LE PARISIEN MAGAZINE. Politiques, intellectuels, artistes... Tout le monde leur tape dessus. Mais de quoi sont vraiment coupables les « bourgeois bohèmes » ?

    C'est le « 21e arrondissement » de Paris. La ville de Montreuil (Seine-Saint- Denis), à l'est de la capitale, est devenue le symbole de la « boboïsation » des quartiers populaires de la banlieue parisienne. Depuis les années 1990, les « bourgeois bohèmes » s'installent dans ce bastion communiste, attirés par les trois stations de métro, les prix de l'immobilier (plus mesurés qu'à Paris), et les grands espaces laissés vacants par la désindustrialisation. C'est sous la verrière d'un de ces lofts que Bérengère, 40 ans, a lancé La Boîte à pêche, un lieu de coworking où l'on peut louer un espace de travail, à la journée ou au mois, au milieu de meubles chinés. « Je suis bobo si cela signifie avoir des revenus tout en prônant des valeurs de partage, d'échange et de respect de l'environnement », reconnaît-elle, en ajoutant que l'étiquette l'agace. Car depuis quelque temps, les bobos sont accusés de tous les maux.

    Dans les commentaires des sites Internet, sur les plateaux télé ou en politique, on raille leur mode de vie, leurs préoccupations écolos, leur obsession du bio. On se moque de leurs goûts. On tourne en ridicule leur bien-pensance. On pointe leurs contradictions : ils s'engagent en faveur de l'accueil des migrants et de la lutte contre les discriminations, mais sont déconnectés des préoccupations réelles des Français, comme le chômage ou le pouvoir d'achat. François, 67 ans, vit depuis 1981 rue du Faubourg-du-Temple, non loin du canal Saint-Martin, dans le 10e arrondissement de Paris, le Boboland originel. Ce sobriquet le hérisse. « Si être bobo, c'est être féministe, écolo, contre le racisme, alors oui, j'en suis un. Cette dénomination sert à dénigrer toute idée progressiste. »

    Un révélateur des tensions françaises

    Difficile, déjà, de définir ce qu'est un bobo. Un snob ? Un hipster ? Un libéral ? Un écolo ? « Le bobo peut être un graphiste payé au lance-pierre, un intermittent du spectacle, un enseignant... ou un producteur de télé qui gagne 10 000 euros par mois. Leur point commun ? Tous partagent des références, et surtout, l'idée que le capital culturel est plus important que le capital économique », avance Thomas Legrand, éditorialiste politique et bobo assumé.

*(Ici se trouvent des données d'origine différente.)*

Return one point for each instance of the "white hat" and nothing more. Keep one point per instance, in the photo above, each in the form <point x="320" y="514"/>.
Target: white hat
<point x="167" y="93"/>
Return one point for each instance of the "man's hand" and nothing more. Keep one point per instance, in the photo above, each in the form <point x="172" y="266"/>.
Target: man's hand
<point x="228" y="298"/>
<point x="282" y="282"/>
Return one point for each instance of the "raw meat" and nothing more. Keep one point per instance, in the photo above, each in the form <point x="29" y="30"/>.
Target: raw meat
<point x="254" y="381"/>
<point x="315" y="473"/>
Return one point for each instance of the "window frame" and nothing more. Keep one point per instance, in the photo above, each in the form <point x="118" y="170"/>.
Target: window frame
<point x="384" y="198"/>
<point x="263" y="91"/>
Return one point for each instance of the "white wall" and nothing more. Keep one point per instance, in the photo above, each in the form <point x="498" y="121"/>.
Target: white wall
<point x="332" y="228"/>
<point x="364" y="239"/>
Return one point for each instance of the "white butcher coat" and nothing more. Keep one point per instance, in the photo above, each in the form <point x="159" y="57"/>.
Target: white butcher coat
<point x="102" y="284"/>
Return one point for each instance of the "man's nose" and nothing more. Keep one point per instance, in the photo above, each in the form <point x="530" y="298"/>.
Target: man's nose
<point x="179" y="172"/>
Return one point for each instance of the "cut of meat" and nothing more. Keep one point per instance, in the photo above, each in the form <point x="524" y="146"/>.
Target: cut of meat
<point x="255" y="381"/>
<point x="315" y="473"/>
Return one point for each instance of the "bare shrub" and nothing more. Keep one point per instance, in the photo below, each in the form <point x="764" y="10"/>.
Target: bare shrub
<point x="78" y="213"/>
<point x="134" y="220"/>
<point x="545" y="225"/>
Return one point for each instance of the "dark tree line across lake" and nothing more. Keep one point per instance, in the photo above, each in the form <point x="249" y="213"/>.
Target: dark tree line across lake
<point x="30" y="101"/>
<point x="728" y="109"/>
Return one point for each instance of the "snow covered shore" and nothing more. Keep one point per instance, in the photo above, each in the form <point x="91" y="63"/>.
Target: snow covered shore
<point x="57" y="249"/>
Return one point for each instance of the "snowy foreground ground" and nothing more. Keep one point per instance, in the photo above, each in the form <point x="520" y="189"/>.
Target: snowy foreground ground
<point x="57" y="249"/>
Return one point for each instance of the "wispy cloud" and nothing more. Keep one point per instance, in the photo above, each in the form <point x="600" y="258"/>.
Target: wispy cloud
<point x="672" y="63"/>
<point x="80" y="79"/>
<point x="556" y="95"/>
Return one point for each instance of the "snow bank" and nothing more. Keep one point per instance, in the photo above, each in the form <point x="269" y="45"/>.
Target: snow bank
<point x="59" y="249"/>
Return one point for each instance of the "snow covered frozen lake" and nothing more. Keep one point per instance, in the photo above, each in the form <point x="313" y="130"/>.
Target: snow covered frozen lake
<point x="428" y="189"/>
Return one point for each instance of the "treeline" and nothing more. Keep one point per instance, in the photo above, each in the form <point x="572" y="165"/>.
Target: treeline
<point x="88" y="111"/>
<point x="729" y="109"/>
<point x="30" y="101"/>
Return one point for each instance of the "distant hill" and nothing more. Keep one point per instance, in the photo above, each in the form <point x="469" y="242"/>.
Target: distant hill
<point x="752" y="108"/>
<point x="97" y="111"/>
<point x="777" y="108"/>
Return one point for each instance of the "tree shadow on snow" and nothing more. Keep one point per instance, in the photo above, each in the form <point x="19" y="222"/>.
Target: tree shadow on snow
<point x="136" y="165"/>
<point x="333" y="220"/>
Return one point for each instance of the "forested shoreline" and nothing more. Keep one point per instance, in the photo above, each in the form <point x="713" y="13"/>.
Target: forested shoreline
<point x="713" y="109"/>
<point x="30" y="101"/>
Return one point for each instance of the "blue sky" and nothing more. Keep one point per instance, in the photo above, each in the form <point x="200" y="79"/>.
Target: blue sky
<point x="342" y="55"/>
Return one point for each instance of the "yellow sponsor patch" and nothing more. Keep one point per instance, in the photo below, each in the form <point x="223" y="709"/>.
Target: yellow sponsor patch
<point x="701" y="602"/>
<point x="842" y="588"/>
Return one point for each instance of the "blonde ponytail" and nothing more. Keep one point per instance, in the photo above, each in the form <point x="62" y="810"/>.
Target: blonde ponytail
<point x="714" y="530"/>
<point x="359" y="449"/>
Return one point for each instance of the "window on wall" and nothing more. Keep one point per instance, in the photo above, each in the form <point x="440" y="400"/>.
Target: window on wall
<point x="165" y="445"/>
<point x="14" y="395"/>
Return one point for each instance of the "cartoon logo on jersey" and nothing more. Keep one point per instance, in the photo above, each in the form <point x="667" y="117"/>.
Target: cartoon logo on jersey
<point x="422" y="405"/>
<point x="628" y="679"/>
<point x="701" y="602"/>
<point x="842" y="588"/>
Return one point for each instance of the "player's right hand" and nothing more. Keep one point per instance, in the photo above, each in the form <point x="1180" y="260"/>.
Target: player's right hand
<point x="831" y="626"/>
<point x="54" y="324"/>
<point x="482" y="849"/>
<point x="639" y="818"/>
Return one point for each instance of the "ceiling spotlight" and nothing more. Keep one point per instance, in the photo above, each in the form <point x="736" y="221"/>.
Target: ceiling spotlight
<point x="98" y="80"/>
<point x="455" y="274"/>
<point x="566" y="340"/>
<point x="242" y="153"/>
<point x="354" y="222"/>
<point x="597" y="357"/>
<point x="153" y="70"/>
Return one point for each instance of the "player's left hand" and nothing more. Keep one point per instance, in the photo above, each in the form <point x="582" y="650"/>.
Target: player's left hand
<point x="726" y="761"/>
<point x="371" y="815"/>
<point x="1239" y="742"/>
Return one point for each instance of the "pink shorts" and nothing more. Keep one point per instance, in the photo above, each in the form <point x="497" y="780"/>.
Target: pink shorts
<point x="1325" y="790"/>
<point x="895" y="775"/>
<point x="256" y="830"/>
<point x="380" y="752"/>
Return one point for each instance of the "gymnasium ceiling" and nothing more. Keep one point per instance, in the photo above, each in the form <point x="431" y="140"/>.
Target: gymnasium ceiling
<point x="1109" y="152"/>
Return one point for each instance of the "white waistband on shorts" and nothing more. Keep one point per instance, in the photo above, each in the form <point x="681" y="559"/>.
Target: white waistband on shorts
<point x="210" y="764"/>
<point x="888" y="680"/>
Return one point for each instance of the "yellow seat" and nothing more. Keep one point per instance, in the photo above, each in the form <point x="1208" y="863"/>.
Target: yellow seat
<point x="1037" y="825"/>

    Vague et imprécis, le terme de « bobo » est très facile à balancer, à tort et à travers. Le comble ? Même les bobos cognent sur les bobos. Luc, 29 ans, vit lui aussi dans le 10e arrondissement de Paris. « Le mot m'a toujours inspiré un peu de dégoût. Pour moi, il est assimilé à une façon de vivre élitiste, explique ce prof d'histoire-géo. Mais puisque je fréquente les lieux qui ont cette étiquette, que j'ai des amis dans le milieu artistique... Je dois en être ! » Comme Renaud qui, en 2006, dans sa chanson Les Bobos, fustigeait cette tribu dont il reconnaissait pourtant faire partie. Pourtant, le terme n'a pas toujours été péjoratif. Utilisée dès 2000 par le journaliste new-yorkais David Brooks pour désigner la bourgeoisie démocrate et branchée de l'ère Clinton, cette expression fourre-tout a rapidement été adoptée en France. « Certains s'y identifiaient, ou reconnaissaient des personnes dans cette catégorie, raconte l'ethnologue Sophie Corbillé. Mais très vite, le mot a renvoyé une image négative. Accusatoire, il révèle aujourd'hui les tensions dans la société française, et réactive les oppositions réelles ou symboliques qui la structurent : les élites/le peuple, Paris/la province. »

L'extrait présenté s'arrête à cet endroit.